Lorsque l'omission ou l'inexactitude intentionnelles dans la déclaration induisent l'assureur en erreur sur les éléments d'appréciation du risque, le contrat d'assurance est nul (article 59, al. 1 L. Ass.)
Toutefois, le contrat d'assurance ne sera nul que si l’omission intentionnelle ou la fourniture d’informations inexacte porte sur des informations pertinentes pour l'évaluation du risque assuré. L’article 66, al. 3 L. Ass., disposition applicable en matière de polices combinées, dispose à ce sujet que la cause de nullité relative à l'une des prestations n'affecte pas le contrat dans son ensemble.

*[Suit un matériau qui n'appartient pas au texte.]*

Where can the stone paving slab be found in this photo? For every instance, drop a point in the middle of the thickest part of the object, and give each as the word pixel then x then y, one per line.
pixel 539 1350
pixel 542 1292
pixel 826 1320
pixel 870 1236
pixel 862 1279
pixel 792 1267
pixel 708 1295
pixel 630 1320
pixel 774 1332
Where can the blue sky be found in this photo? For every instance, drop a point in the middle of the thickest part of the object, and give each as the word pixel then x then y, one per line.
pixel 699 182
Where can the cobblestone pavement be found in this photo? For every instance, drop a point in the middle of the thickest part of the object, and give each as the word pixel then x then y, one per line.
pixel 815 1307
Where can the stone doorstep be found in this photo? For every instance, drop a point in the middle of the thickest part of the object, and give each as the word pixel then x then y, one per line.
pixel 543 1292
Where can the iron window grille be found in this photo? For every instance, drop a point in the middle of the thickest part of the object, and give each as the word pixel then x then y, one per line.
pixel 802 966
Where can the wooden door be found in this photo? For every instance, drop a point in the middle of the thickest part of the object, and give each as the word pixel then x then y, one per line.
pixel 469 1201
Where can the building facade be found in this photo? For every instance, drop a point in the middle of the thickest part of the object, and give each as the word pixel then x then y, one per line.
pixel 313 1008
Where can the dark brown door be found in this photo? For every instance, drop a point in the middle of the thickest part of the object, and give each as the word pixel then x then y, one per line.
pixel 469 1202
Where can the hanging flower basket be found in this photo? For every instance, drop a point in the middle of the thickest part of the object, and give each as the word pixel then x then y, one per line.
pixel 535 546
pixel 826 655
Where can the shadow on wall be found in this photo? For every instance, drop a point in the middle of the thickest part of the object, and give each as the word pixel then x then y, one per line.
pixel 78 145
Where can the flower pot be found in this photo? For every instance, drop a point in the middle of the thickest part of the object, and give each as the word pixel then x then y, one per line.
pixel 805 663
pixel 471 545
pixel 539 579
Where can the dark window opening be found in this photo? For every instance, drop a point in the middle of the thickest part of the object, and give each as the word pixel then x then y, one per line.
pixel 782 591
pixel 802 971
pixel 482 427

Cela signifie que si le contrat d'assurance couvre plusieurs risques et que l’omission ou la communication intentionnelle d'informations inexactes ne concerne qu'un ou plusieurs de ces risques, le contrat d'assurance n'est nul que pour les risques pour lesquels l'assureur a été intentionnellement induit en erreur. Ce n'est que lorsque l’omission ou la communication inexacte affecte l'ensemble des risques assurés que le contrat d'assurance peut être déclaré nul dans son ensemble.
La Cour de cassation rappelle ces principes en matière de nullité de polices combines dans son arrêt du 7 septembre 2020. En l'espèce, l'assuré avait souscrit une assurance habitation, comprenant une assurance incendie et une assurance contenu. Il s'agissait donc de polices combinées. Il n'avait pas informé l'assureur du caractère illégal et irrégulier d’un chalet en bois. Ce chalet avait été construit sans permis de bâtir et ne remplissait pas les conditions pour être régularisé.
La Cour de cassation a décidé qu’« en annulant l'intégralité du contrat d'assurance sans vérifier si l’omission intentionnelle (en l'occurrence le caractère illégal et non-régularisable du chalet en bois) avait affecté l'évaluation de tous les risques assurés, les juges d’appel ne justifient pas leur décision en droit. »
Les tribunaux doivent donc vérifier si l’omission intentionnelle ou la communication d'informations inexactes affecte l'évaluation de tous les risques assurés avant d'annuler le contrat d'assurance dans son ensemble. En l'absence d’une justification à cet égard dans leur décision, celle-ci sera susceptible d’être cassée.